At the time of the Black Summer 2019–20 bushfires, we were struck by the frequent and genuine concern that friends expressed about the devastation that had been wrought upon Australia, its landscape, and ecosystems. It was, until a certain novel coronavirus came along, a dominant (and unprompted) theme to many of our conversations for several months.
Our native species are central to how Australia expresses itself internationally and are a unique treasure for which we are all custodians.
However, despite this, you can imagine my surprise when some acquaintances were very excited to tell us about their pet sugar gliders – which we understood to be a protected, native, Australian species. Suffice it to say, I suspect that our response was not quite as positive as they had hoped.

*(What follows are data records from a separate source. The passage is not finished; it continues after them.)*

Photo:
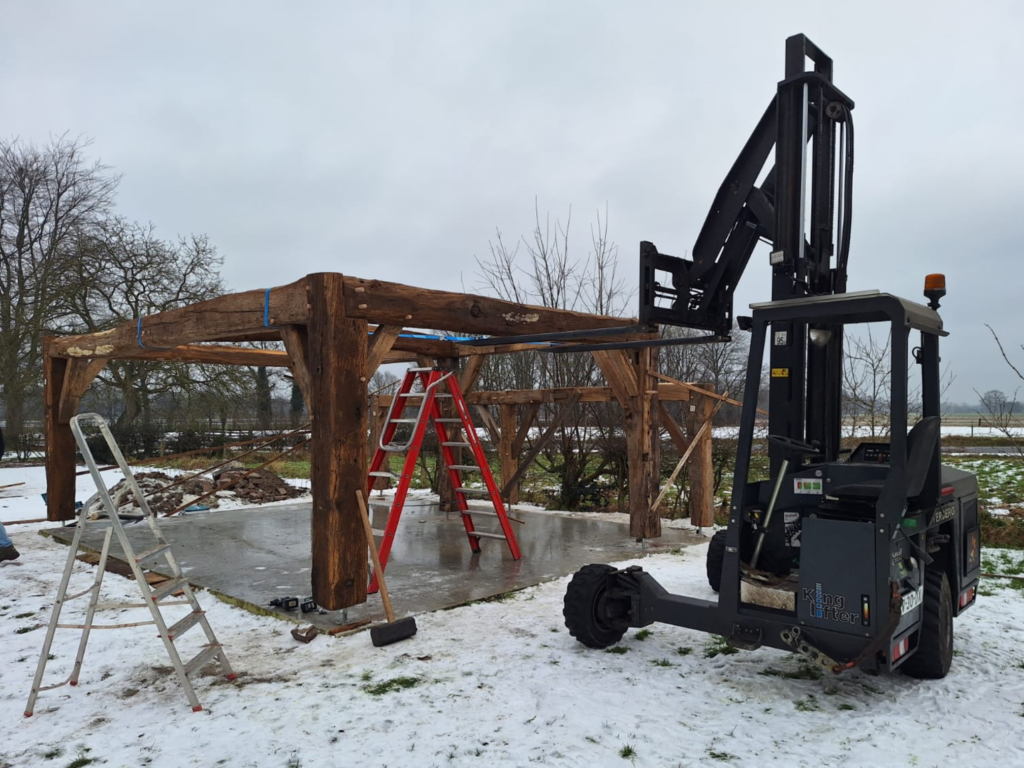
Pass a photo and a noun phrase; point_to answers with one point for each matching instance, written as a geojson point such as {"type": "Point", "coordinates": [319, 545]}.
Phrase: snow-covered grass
{"type": "Point", "coordinates": [26, 502]}
{"type": "Point", "coordinates": [498, 682]}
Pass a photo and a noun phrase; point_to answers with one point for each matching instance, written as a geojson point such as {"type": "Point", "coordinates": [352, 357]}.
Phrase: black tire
{"type": "Point", "coordinates": [716, 559]}
{"type": "Point", "coordinates": [935, 640]}
{"type": "Point", "coordinates": [580, 608]}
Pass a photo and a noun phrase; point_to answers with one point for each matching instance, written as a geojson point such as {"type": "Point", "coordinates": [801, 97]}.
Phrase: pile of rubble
{"type": "Point", "coordinates": [258, 487]}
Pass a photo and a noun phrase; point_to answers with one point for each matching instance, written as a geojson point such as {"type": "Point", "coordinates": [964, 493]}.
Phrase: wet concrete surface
{"type": "Point", "coordinates": [257, 554]}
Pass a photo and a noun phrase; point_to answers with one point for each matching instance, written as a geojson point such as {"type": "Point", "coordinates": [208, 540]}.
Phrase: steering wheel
{"type": "Point", "coordinates": [793, 446]}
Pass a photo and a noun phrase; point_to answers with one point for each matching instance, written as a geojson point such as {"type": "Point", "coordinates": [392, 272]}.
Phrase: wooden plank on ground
{"type": "Point", "coordinates": [59, 440]}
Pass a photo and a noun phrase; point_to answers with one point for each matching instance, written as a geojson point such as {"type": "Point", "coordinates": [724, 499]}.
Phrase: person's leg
{"type": "Point", "coordinates": [7, 551]}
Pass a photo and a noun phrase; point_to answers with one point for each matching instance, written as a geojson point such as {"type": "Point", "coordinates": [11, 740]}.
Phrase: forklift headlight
{"type": "Point", "coordinates": [819, 336]}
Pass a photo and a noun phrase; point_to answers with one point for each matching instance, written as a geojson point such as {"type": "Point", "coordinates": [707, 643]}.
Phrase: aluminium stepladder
{"type": "Point", "coordinates": [432, 380]}
{"type": "Point", "coordinates": [154, 598]}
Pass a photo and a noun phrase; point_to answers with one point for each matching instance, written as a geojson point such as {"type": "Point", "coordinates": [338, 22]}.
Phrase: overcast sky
{"type": "Point", "coordinates": [389, 140]}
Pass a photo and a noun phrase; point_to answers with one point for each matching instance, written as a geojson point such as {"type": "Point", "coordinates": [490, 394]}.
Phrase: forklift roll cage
{"type": "Point", "coordinates": [749, 626]}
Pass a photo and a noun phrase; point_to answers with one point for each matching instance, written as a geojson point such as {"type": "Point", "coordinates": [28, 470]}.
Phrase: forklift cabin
{"type": "Point", "coordinates": [852, 560]}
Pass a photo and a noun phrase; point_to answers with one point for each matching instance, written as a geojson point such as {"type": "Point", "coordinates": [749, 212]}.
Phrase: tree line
{"type": "Point", "coordinates": [70, 263]}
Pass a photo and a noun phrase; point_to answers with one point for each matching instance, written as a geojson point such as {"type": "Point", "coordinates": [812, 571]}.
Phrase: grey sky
{"type": "Point", "coordinates": [388, 140]}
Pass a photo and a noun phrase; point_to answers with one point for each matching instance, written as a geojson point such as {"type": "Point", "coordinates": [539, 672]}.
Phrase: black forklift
{"type": "Point", "coordinates": [851, 558]}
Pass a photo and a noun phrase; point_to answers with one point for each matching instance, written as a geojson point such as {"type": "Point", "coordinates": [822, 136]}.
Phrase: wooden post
{"type": "Point", "coordinates": [59, 440]}
{"type": "Point", "coordinates": [337, 367]}
{"type": "Point", "coordinates": [629, 375]}
{"type": "Point", "coordinates": [507, 455]}
{"type": "Point", "coordinates": [700, 469]}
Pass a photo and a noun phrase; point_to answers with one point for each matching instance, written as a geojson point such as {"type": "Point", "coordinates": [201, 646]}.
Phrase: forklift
{"type": "Point", "coordinates": [851, 558]}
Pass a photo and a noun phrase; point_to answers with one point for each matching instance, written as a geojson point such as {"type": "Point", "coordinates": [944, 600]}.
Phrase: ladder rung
{"type": "Point", "coordinates": [169, 588]}
{"type": "Point", "coordinates": [79, 594]}
{"type": "Point", "coordinates": [184, 625]}
{"type": "Point", "coordinates": [203, 657]}
{"type": "Point", "coordinates": [153, 552]}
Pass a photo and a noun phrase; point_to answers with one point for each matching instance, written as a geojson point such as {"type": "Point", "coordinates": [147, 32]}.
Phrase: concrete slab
{"type": "Point", "coordinates": [257, 554]}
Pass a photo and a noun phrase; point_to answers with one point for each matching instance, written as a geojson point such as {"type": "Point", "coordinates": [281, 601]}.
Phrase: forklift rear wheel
{"type": "Point", "coordinates": [935, 641]}
{"type": "Point", "coordinates": [583, 599]}
{"type": "Point", "coordinates": [716, 559]}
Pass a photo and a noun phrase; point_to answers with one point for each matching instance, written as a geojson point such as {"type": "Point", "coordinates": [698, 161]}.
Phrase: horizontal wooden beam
{"type": "Point", "coordinates": [378, 301]}
{"type": "Point", "coordinates": [561, 394]}
{"type": "Point", "coordinates": [232, 314]}
{"type": "Point", "coordinates": [212, 353]}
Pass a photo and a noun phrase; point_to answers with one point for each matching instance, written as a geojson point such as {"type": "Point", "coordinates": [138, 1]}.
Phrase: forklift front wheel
{"type": "Point", "coordinates": [583, 608]}
{"type": "Point", "coordinates": [716, 559]}
{"type": "Point", "coordinates": [935, 644]}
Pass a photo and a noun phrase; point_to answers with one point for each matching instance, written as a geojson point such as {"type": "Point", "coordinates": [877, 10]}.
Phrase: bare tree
{"type": "Point", "coordinates": [543, 269]}
{"type": "Point", "coordinates": [120, 271]}
{"type": "Point", "coordinates": [47, 195]}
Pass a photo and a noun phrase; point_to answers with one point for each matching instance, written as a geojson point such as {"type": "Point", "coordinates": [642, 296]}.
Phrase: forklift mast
{"type": "Point", "coordinates": [803, 208]}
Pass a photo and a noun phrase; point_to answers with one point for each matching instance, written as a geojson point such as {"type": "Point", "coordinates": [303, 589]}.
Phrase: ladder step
{"type": "Point", "coordinates": [184, 625]}
{"type": "Point", "coordinates": [203, 657]}
{"type": "Point", "coordinates": [153, 552]}
{"type": "Point", "coordinates": [168, 588]}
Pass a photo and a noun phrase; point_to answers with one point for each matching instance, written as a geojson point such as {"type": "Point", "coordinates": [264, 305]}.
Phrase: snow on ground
{"type": "Point", "coordinates": [492, 683]}
{"type": "Point", "coordinates": [26, 502]}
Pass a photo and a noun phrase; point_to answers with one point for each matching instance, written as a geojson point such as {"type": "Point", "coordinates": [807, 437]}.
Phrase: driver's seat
{"type": "Point", "coordinates": [921, 443]}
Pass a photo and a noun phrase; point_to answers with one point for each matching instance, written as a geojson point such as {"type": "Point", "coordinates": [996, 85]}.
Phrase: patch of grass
{"type": "Point", "coordinates": [807, 705]}
{"type": "Point", "coordinates": [395, 683]}
{"type": "Point", "coordinates": [719, 647]}
{"type": "Point", "coordinates": [81, 761]}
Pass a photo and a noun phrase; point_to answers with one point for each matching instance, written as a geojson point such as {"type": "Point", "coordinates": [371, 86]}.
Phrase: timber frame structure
{"type": "Point", "coordinates": [337, 330]}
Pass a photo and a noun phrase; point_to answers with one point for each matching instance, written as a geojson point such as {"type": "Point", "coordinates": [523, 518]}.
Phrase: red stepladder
{"type": "Point", "coordinates": [436, 384]}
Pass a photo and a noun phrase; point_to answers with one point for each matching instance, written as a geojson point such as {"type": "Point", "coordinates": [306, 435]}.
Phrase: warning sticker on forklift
{"type": "Point", "coordinates": [807, 485]}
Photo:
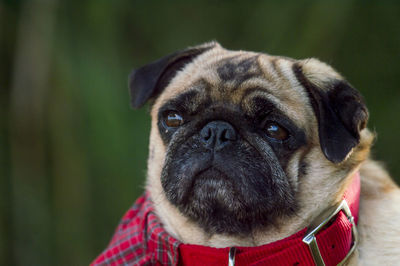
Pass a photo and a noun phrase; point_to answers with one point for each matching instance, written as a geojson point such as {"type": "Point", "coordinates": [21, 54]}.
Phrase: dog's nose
{"type": "Point", "coordinates": [217, 134]}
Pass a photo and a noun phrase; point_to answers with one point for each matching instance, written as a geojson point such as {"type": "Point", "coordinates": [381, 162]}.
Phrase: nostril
{"type": "Point", "coordinates": [206, 133]}
{"type": "Point", "coordinates": [229, 134]}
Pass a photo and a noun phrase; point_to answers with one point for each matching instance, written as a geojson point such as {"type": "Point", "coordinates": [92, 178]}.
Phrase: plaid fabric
{"type": "Point", "coordinates": [140, 239]}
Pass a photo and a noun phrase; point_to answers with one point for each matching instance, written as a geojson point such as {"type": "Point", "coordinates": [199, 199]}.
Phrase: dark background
{"type": "Point", "coordinates": [73, 153]}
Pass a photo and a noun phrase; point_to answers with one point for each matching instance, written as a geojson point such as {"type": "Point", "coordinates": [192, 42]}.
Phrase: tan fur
{"type": "Point", "coordinates": [379, 222]}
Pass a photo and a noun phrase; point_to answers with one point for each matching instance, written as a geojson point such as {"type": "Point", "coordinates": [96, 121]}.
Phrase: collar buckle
{"type": "Point", "coordinates": [311, 240]}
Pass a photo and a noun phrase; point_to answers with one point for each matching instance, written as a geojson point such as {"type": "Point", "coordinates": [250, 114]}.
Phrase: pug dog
{"type": "Point", "coordinates": [248, 149]}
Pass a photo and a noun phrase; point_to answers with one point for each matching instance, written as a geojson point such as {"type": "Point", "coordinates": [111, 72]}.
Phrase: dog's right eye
{"type": "Point", "coordinates": [173, 119]}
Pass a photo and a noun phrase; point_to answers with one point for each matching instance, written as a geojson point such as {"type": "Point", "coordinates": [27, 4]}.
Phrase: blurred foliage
{"type": "Point", "coordinates": [73, 153]}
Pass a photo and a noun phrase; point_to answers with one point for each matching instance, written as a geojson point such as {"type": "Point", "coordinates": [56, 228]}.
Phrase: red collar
{"type": "Point", "coordinates": [141, 239]}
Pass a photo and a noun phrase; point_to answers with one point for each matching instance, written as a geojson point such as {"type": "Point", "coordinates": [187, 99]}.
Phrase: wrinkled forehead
{"type": "Point", "coordinates": [237, 78]}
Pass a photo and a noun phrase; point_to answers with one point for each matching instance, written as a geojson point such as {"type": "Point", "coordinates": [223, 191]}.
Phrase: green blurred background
{"type": "Point", "coordinates": [73, 153]}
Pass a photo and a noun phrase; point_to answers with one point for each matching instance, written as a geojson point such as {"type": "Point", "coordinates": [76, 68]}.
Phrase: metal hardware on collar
{"type": "Point", "coordinates": [232, 253]}
{"type": "Point", "coordinates": [311, 240]}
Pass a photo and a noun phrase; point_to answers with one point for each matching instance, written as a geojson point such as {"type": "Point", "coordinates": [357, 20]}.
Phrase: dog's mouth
{"type": "Point", "coordinates": [227, 192]}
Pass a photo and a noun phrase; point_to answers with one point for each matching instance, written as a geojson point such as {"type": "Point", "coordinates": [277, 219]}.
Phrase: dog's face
{"type": "Point", "coordinates": [239, 138]}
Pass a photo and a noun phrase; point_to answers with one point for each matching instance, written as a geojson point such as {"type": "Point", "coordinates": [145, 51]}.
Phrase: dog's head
{"type": "Point", "coordinates": [242, 141]}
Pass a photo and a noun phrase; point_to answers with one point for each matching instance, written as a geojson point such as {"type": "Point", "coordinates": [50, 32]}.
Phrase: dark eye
{"type": "Point", "coordinates": [173, 119]}
{"type": "Point", "coordinates": [275, 131]}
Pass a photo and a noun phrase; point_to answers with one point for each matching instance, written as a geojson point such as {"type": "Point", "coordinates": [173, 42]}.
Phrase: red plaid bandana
{"type": "Point", "coordinates": [140, 239]}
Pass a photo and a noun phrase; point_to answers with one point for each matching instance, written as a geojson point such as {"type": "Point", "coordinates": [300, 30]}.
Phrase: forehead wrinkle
{"type": "Point", "coordinates": [243, 89]}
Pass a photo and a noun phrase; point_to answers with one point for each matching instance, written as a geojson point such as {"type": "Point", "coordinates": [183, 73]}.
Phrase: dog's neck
{"type": "Point", "coordinates": [188, 232]}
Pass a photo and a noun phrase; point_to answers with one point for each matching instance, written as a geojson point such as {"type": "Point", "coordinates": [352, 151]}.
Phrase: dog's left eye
{"type": "Point", "coordinates": [276, 131]}
{"type": "Point", "coordinates": [173, 119]}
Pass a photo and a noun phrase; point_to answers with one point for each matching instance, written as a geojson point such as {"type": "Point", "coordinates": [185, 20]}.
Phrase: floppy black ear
{"type": "Point", "coordinates": [149, 80]}
{"type": "Point", "coordinates": [340, 111]}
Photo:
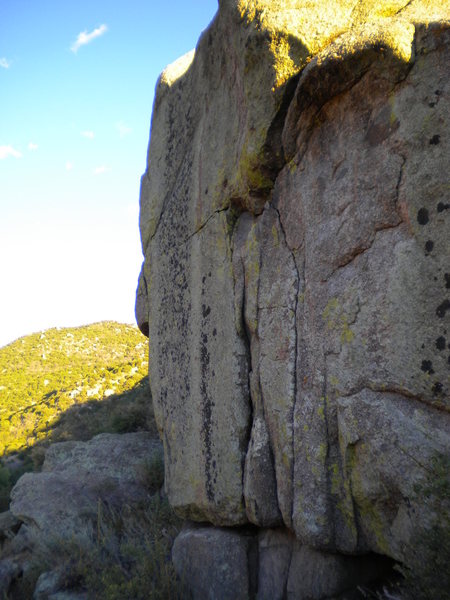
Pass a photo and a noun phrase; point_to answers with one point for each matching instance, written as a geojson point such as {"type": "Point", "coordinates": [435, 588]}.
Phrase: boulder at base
{"type": "Point", "coordinates": [296, 290]}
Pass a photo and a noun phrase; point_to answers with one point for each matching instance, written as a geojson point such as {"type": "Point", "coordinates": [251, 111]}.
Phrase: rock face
{"type": "Point", "coordinates": [77, 476]}
{"type": "Point", "coordinates": [295, 288]}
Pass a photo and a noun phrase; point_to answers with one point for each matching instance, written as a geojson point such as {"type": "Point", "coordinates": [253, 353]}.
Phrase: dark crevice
{"type": "Point", "coordinates": [203, 225]}
{"type": "Point", "coordinates": [294, 374]}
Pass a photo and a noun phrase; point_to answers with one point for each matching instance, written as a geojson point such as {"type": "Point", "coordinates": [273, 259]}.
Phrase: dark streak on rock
{"type": "Point", "coordinates": [422, 216]}
{"type": "Point", "coordinates": [437, 388]}
{"type": "Point", "coordinates": [443, 308]}
{"type": "Point", "coordinates": [440, 343]}
{"type": "Point", "coordinates": [427, 367]}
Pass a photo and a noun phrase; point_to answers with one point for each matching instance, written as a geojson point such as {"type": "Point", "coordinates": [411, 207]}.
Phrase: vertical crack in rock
{"type": "Point", "coordinates": [295, 354]}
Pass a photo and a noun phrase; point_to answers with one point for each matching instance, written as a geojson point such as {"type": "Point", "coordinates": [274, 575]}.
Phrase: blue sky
{"type": "Point", "coordinates": [76, 90]}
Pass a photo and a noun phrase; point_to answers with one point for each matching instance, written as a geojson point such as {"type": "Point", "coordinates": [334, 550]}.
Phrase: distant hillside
{"type": "Point", "coordinates": [70, 384]}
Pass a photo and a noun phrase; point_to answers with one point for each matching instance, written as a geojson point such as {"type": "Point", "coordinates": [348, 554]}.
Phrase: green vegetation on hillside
{"type": "Point", "coordinates": [65, 384]}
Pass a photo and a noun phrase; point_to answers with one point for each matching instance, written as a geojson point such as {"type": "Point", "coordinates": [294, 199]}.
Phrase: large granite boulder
{"type": "Point", "coordinates": [79, 478]}
{"type": "Point", "coordinates": [295, 288]}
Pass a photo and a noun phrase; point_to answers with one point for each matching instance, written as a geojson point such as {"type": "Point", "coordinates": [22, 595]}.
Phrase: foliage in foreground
{"type": "Point", "coordinates": [69, 384]}
{"type": "Point", "coordinates": [123, 555]}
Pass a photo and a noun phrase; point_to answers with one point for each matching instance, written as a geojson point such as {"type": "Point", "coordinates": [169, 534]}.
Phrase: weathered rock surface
{"type": "Point", "coordinates": [77, 476]}
{"type": "Point", "coordinates": [295, 227]}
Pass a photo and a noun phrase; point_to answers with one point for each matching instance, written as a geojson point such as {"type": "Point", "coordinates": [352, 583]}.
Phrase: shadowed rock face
{"type": "Point", "coordinates": [294, 222]}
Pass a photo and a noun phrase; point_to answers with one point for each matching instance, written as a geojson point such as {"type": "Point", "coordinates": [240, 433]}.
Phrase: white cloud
{"type": "Point", "coordinates": [123, 129]}
{"type": "Point", "coordinates": [6, 151]}
{"type": "Point", "coordinates": [101, 170]}
{"type": "Point", "coordinates": [85, 38]}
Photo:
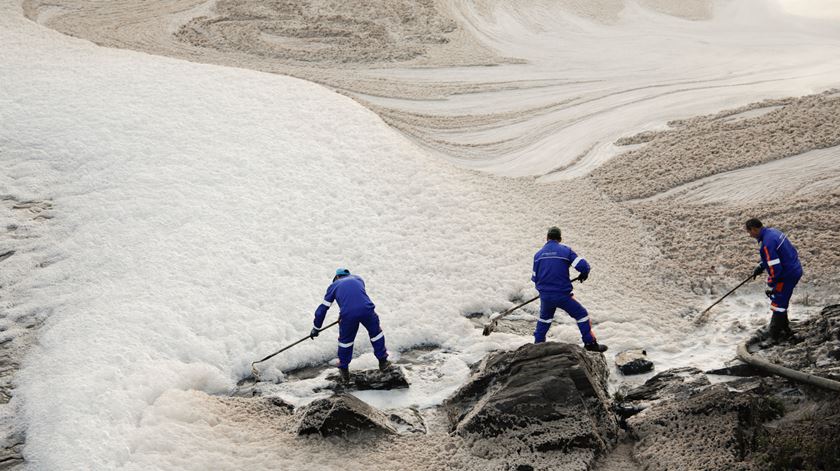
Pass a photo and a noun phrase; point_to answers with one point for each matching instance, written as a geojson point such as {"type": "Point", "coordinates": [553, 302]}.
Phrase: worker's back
{"type": "Point", "coordinates": [350, 293]}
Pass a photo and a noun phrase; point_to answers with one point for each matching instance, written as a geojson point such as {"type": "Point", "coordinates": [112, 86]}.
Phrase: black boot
{"type": "Point", "coordinates": [344, 374]}
{"type": "Point", "coordinates": [595, 347]}
{"type": "Point", "coordinates": [780, 327]}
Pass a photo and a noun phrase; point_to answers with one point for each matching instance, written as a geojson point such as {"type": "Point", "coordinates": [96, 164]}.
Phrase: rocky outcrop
{"type": "Point", "coordinates": [711, 427]}
{"type": "Point", "coordinates": [633, 362]}
{"type": "Point", "coordinates": [682, 422]}
{"type": "Point", "coordinates": [537, 404]}
{"type": "Point", "coordinates": [341, 415]}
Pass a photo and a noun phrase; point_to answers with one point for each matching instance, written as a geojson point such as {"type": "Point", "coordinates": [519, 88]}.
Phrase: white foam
{"type": "Point", "coordinates": [199, 212]}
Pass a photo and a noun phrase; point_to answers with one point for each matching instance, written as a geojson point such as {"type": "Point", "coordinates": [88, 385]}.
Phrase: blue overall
{"type": "Point", "coordinates": [355, 308]}
{"type": "Point", "coordinates": [781, 260]}
{"type": "Point", "coordinates": [551, 277]}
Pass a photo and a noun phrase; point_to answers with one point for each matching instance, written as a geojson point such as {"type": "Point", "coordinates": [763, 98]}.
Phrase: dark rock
{"type": "Point", "coordinates": [633, 362]}
{"type": "Point", "coordinates": [341, 415]}
{"type": "Point", "coordinates": [711, 429]}
{"type": "Point", "coordinates": [392, 378]}
{"type": "Point", "coordinates": [670, 383]}
{"type": "Point", "coordinates": [737, 369]}
{"type": "Point", "coordinates": [407, 421]}
{"type": "Point", "coordinates": [550, 397]}
{"type": "Point", "coordinates": [281, 404]}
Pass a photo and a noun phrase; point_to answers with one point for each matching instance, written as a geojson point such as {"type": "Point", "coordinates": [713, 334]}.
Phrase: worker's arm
{"type": "Point", "coordinates": [534, 270]}
{"type": "Point", "coordinates": [580, 264]}
{"type": "Point", "coordinates": [321, 311]}
{"type": "Point", "coordinates": [771, 261]}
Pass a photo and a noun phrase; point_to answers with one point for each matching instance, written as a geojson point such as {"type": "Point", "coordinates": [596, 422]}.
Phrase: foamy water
{"type": "Point", "coordinates": [199, 213]}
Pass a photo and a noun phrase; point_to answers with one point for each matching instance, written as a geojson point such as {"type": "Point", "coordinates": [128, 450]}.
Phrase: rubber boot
{"type": "Point", "coordinates": [344, 374]}
{"type": "Point", "coordinates": [595, 347]}
{"type": "Point", "coordinates": [780, 327]}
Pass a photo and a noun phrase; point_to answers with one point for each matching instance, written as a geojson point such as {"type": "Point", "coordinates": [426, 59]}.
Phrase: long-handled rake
{"type": "Point", "coordinates": [494, 321]}
{"type": "Point", "coordinates": [701, 319]}
{"type": "Point", "coordinates": [253, 365]}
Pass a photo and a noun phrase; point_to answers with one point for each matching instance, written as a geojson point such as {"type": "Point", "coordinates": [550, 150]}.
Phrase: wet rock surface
{"type": "Point", "coordinates": [714, 428]}
{"type": "Point", "coordinates": [682, 421]}
{"type": "Point", "coordinates": [633, 362]}
{"type": "Point", "coordinates": [814, 347]}
{"type": "Point", "coordinates": [341, 415]}
{"type": "Point", "coordinates": [548, 399]}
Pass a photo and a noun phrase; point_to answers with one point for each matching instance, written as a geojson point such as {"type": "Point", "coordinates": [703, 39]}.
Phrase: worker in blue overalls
{"type": "Point", "coordinates": [355, 308]}
{"type": "Point", "coordinates": [781, 260]}
{"type": "Point", "coordinates": [551, 276]}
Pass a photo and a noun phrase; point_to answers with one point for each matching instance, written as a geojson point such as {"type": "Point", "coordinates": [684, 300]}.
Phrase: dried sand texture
{"type": "Point", "coordinates": [707, 145]}
{"type": "Point", "coordinates": [330, 33]}
{"type": "Point", "coordinates": [688, 9]}
{"type": "Point", "coordinates": [555, 99]}
{"type": "Point", "coordinates": [709, 174]}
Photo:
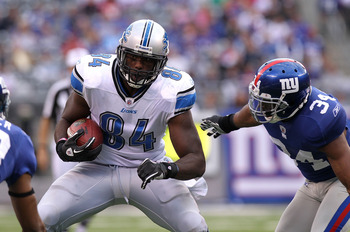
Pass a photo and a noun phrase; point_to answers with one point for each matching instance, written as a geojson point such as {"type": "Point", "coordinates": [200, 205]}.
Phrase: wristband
{"type": "Point", "coordinates": [172, 170]}
{"type": "Point", "coordinates": [226, 123]}
{"type": "Point", "coordinates": [59, 145]}
{"type": "Point", "coordinates": [21, 195]}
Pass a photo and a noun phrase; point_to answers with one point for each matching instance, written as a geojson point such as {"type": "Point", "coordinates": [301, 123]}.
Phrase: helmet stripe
{"type": "Point", "coordinates": [147, 33]}
{"type": "Point", "coordinates": [268, 66]}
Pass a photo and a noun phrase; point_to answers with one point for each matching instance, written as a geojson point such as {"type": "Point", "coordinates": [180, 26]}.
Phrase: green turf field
{"type": "Point", "coordinates": [220, 219]}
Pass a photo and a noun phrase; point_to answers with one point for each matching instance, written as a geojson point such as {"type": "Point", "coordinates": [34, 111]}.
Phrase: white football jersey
{"type": "Point", "coordinates": [133, 127]}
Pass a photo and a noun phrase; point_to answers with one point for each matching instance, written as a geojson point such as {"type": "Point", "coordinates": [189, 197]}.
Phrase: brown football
{"type": "Point", "coordinates": [91, 129]}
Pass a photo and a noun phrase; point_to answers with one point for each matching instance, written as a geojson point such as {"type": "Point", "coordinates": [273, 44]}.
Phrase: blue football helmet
{"type": "Point", "coordinates": [4, 99]}
{"type": "Point", "coordinates": [145, 40]}
{"type": "Point", "coordinates": [280, 88]}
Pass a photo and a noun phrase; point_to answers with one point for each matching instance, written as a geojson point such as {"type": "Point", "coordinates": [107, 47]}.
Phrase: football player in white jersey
{"type": "Point", "coordinates": [133, 97]}
{"type": "Point", "coordinates": [311, 127]}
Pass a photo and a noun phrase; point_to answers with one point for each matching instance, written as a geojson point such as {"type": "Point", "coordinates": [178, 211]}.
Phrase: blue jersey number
{"type": "Point", "coordinates": [113, 124]}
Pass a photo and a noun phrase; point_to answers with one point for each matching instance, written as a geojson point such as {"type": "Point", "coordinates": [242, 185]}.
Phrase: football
{"type": "Point", "coordinates": [91, 129]}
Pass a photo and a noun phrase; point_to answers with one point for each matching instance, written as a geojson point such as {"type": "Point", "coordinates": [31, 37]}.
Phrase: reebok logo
{"type": "Point", "coordinates": [290, 85]}
{"type": "Point", "coordinates": [128, 111]}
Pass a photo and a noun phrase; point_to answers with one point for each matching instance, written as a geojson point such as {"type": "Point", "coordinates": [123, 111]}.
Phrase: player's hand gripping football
{"type": "Point", "coordinates": [68, 150]}
{"type": "Point", "coordinates": [150, 170]}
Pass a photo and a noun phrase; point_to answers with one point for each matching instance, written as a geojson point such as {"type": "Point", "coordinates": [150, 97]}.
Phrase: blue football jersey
{"type": "Point", "coordinates": [17, 155]}
{"type": "Point", "coordinates": [319, 122]}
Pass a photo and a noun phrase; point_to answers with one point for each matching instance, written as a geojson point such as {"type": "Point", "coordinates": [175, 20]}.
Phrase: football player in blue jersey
{"type": "Point", "coordinates": [17, 167]}
{"type": "Point", "coordinates": [133, 96]}
{"type": "Point", "coordinates": [311, 127]}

Now, in retrospect, I may owe them a (conditional) apology. I’m no more excited now about people keeping these marsupials as pets than I was then, but a 2019 study from the University of Canberra suggests that, at least based on their available datasets, the sugar glider population in the United States appears to originate from a species native to the island of New Guinea that was exported from Indonesia, where it is legal to do so. At the same time, the marketing and advertising of these creatures often tries to draw connections to Australia, and the same problem of plausible deniability exists.
While not as fundamental a threat as climate change, the trafficking of Australian wildlife remains a pressing issue for state and federal governments to address. Our native species are central to how Australia expresses itself internationally and are a unique treasure for which we are all custodians.